Storytelling is as much a part of Vega’s DNA as firefighting. His words are a bright flame painting vivid pictures — how his family came from Cuba more than 100 years ago, how they worked in the factories and owned their own bakeries. These oral narratives are as important as the artifacts the museum strives to preserve.  

“I would hang out on the bench with firemen who were here in the 1920s and ’30s and some in the ’40s and they would tell me all the stories from back in the old days. I’m like, man, these stories really sound fascinating, you know, if you like history. It’s a shame they aren’t being written down or saved.”

 Vega captured the voice of some of those old timers and others who worked there to create “The History of the Key West Firehouse No. 3,” a fascinating collection of vignettes published in 2011 and sold at the museum. 

Firehouse Number 3, Vega says, was a true neighborhood station, where neighbors gathered with the crew in the morning to drink coffee, tell stories, play cards.

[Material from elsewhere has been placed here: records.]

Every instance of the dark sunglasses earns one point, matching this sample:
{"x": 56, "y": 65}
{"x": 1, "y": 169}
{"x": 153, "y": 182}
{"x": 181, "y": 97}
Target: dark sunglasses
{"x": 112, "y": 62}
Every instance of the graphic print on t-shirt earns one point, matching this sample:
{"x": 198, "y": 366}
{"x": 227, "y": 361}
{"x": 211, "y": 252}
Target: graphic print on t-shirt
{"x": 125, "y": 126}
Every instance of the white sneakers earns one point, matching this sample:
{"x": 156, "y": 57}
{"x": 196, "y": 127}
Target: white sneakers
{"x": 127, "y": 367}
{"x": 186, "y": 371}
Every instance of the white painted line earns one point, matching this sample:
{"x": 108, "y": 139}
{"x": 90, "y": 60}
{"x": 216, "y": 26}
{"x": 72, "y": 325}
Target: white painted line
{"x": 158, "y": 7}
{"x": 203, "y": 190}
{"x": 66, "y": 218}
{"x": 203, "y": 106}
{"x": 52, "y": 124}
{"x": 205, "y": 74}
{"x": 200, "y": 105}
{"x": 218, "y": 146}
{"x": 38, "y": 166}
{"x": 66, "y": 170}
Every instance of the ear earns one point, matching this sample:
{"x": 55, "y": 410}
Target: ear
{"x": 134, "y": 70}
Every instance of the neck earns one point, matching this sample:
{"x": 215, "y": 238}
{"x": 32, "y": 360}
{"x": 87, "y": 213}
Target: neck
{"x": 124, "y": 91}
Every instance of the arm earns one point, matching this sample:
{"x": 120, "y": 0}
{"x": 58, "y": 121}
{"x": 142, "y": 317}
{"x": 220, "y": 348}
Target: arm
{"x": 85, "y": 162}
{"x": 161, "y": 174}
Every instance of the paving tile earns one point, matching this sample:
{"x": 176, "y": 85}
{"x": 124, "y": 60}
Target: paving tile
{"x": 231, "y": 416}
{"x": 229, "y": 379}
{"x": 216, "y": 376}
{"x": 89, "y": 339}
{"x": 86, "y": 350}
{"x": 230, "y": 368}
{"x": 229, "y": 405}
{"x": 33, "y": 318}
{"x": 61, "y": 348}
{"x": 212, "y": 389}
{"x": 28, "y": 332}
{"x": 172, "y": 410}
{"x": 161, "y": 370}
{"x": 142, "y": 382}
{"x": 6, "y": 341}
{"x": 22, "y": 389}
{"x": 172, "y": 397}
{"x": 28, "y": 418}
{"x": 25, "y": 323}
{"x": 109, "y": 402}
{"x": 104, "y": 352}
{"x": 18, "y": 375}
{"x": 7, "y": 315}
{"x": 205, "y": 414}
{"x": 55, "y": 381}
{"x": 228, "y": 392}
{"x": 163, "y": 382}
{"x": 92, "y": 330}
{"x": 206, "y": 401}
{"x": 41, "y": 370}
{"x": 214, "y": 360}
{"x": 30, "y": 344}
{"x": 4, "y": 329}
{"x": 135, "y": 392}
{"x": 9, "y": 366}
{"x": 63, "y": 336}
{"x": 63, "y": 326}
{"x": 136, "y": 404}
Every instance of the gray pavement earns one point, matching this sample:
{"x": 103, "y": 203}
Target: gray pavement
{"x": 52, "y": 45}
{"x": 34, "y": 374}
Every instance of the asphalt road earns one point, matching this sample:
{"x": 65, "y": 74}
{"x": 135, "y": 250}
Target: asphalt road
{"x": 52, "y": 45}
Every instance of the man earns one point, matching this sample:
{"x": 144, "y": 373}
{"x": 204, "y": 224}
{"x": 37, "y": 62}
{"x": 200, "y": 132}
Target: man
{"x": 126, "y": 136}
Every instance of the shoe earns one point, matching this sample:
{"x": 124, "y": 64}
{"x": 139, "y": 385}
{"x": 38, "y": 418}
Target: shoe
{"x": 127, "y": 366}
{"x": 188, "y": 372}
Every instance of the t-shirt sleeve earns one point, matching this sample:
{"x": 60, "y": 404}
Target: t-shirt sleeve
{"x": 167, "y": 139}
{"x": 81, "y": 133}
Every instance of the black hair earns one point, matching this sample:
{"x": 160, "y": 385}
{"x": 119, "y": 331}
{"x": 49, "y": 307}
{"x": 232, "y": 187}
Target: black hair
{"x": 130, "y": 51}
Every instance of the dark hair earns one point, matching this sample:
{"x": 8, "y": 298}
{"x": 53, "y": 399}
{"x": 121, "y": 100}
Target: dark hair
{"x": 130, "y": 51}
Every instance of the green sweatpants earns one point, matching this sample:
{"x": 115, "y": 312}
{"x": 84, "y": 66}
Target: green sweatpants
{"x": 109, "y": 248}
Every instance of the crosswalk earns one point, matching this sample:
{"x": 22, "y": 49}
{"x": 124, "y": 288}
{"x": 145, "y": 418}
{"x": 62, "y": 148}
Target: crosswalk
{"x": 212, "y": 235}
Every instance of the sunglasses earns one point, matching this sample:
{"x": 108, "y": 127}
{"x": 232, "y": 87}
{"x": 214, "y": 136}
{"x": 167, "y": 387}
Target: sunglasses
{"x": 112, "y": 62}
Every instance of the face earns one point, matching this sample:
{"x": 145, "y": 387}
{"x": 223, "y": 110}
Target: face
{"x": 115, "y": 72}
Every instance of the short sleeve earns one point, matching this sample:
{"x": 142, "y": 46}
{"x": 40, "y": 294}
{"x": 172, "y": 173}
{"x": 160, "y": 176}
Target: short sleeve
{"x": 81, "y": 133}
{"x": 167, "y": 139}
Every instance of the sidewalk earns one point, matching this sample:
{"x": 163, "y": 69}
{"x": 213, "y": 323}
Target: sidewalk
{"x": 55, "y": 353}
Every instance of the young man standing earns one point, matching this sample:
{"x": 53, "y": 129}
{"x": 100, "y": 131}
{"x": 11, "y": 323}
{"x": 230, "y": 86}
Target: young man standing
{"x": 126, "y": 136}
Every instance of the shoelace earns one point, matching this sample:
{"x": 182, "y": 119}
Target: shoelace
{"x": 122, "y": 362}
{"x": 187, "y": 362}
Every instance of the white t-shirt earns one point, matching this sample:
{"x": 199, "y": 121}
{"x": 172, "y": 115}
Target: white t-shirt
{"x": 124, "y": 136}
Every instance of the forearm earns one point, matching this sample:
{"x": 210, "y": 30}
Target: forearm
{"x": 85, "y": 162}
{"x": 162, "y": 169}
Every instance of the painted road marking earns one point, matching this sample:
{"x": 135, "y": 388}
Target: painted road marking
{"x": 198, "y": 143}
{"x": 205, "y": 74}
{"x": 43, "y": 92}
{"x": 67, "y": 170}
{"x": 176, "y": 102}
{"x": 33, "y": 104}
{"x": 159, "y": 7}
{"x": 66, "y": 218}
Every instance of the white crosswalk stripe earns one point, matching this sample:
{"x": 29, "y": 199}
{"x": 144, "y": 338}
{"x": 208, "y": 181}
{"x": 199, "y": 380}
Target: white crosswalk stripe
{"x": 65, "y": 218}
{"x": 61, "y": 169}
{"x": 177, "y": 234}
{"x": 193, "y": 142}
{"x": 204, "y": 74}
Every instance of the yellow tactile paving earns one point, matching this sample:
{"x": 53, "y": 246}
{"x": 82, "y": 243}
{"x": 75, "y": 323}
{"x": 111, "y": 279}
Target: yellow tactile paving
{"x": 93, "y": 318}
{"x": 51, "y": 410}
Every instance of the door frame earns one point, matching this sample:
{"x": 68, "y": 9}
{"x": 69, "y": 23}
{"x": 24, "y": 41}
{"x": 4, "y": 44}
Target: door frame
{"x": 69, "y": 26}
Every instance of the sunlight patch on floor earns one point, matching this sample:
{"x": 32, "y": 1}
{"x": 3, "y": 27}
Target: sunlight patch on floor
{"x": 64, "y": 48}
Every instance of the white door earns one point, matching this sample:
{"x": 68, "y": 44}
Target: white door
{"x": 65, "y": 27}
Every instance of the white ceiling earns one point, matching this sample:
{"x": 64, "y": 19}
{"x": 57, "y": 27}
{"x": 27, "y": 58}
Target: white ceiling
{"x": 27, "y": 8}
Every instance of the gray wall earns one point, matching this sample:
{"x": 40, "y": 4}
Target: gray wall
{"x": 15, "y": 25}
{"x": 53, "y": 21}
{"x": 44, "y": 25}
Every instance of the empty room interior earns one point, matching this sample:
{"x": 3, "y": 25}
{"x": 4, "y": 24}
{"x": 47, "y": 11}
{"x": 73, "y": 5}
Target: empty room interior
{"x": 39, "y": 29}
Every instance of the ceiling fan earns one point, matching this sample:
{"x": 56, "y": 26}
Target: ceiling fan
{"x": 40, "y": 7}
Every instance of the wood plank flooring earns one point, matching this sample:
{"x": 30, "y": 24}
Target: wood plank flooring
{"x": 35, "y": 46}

Everyone knew each other. Some joked that it wasn’t just a different firehouse — it was a different fire department that did things the way they wanted. 

“There were firemen here from the 1940s when I came, and plenty from the ’50s. So these guys had spittoons and would spit chewing tobacco, they would smoke cigars. I mean, these guys were a rough group. But if they liked you, you had no problem. If they didn’t like you, they’d transfer you back out. You had to do things how they said. You had to mop the floor a certain way. You went against the grain? Nope. Whatever they told you, you did. We’d say, ‘But the book says’ and they’d say, ‘We don’t care what the book says. This is how we do it.’’’

Vega recently turned 70. He’s eager to pen another book — about the Key West Fire Department — from the many notes he’s saved since he joined the department at 22. He says it’s time to pass the torch, let someone else step up to lead and share the traditions that have been so thoughtfully saved.

“We’ve done our job,” he says. “I’ll tell them everything they need to know. Get them in the right direction. Let’s see who steps up.”